Collective redundancies and transfer of undertakings in the UK – what has change
On 31 January 2014 changes were made to the UK legislation which implements the European Acquired Rights and Collective Redundancies Directives.
The new Collective Redundancies and Transfer of Undertakings (Protection of Employment) (Amendment) Regulations 2014 (unattractively shortened to CRATUPEAR) state:
- Where a business is transferred from one employer to another, redundancies that occur if there is a change in the location of the workforce after the transfer are no longer automatically unfair. This assists the transferee where there is a genuine place of work redundancy. However the dismissals could still be unfair if a fair process is not followed.
- Helpfully for transferees, collective consultation for redundancies (required where over 20 employees are at risk of redundancy) may be started by the transferor before the transfer and that period of consultation counts for the purposes of complying with the collective redundancy rules. This is subject to the transferor and transferee agreeing to such consultation and the transferee continuing to consult meaningfully after the transfer.

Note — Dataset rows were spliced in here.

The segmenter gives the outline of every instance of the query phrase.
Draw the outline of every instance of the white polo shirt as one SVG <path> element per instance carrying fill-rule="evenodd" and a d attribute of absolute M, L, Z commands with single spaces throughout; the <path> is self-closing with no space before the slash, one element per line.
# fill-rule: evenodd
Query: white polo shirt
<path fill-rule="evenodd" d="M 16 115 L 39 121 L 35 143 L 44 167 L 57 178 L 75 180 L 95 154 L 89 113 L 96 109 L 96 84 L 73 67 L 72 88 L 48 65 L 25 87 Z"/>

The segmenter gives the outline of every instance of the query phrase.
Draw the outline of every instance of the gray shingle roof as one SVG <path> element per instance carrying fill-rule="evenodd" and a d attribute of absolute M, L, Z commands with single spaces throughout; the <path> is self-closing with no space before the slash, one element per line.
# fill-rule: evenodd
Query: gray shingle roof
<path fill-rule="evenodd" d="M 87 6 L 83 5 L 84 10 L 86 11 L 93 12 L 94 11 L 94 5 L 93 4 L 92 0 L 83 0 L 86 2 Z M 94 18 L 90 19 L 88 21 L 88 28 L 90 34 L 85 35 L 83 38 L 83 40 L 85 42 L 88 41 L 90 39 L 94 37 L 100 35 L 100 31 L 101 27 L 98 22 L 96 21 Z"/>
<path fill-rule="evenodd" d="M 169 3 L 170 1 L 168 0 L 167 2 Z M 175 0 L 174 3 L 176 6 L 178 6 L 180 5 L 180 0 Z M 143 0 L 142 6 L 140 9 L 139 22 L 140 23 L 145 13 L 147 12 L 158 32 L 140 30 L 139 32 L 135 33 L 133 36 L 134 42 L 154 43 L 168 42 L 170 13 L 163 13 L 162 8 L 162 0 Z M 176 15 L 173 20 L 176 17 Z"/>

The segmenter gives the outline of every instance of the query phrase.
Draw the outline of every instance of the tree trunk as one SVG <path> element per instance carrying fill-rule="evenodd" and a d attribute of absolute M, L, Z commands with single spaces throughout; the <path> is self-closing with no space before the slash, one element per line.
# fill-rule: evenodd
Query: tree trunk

- Activities carried on after a ‘change in service’ provision (commonly applicable on outsourcings) must be “fundamentally or essentially the same” as those carried on before if they are to fall within the new legislation and be treated as a “relevant transfer”.
- The transferor (who loses the employees to the transferee) must now provide certain employee information to the transferee at least 28 days before the transfer (which is an improvement from the previous short 14 day period).
- Transferees/the new employer may be able to amend terms in collective agreements during the period of one year after the transfer, provided that the overall change is no less favourable to the affected employee.
- Following recent ECJ decisions (see our previous article) there will be a ‘static’ approach to the terms and conditions of employees who were covered by collective agreements when they were employed by the transferor. This means the transferee will not be bound by any changes to collective agreements which take place after the transfer date so long as the transferee is not itself a party to those collective agreements.
- From 31 July 2014, small businesses with less than 10 employees will be allowed to inform and consult its affected employees directly if there are no recognised union or existing appropriate representatives.
The changes are sensible and some of the changes (such as joint consultation and consulting directly with employees) reflect the commercial situation followed by many employers to date. For many practitioners and businesses the changes do not go far enough and they are a watered-down version of the original proposals.
It is therefore unusual that the leader of the UK’s opposition party/ the Labour Party has supported a parliamentary motion to repeal CRATUPEAR in its entirety.
Whilst the motion (called an ‘Early Day Motion’) is rarely successful it gives us an indication of the Labour party’s view on the new law and the consequences if Labour wins next year’s general election. With three former employment lawyers currently in the Labour party cabinet, the UK may see major changes afoot if the political landscape changes in 2015.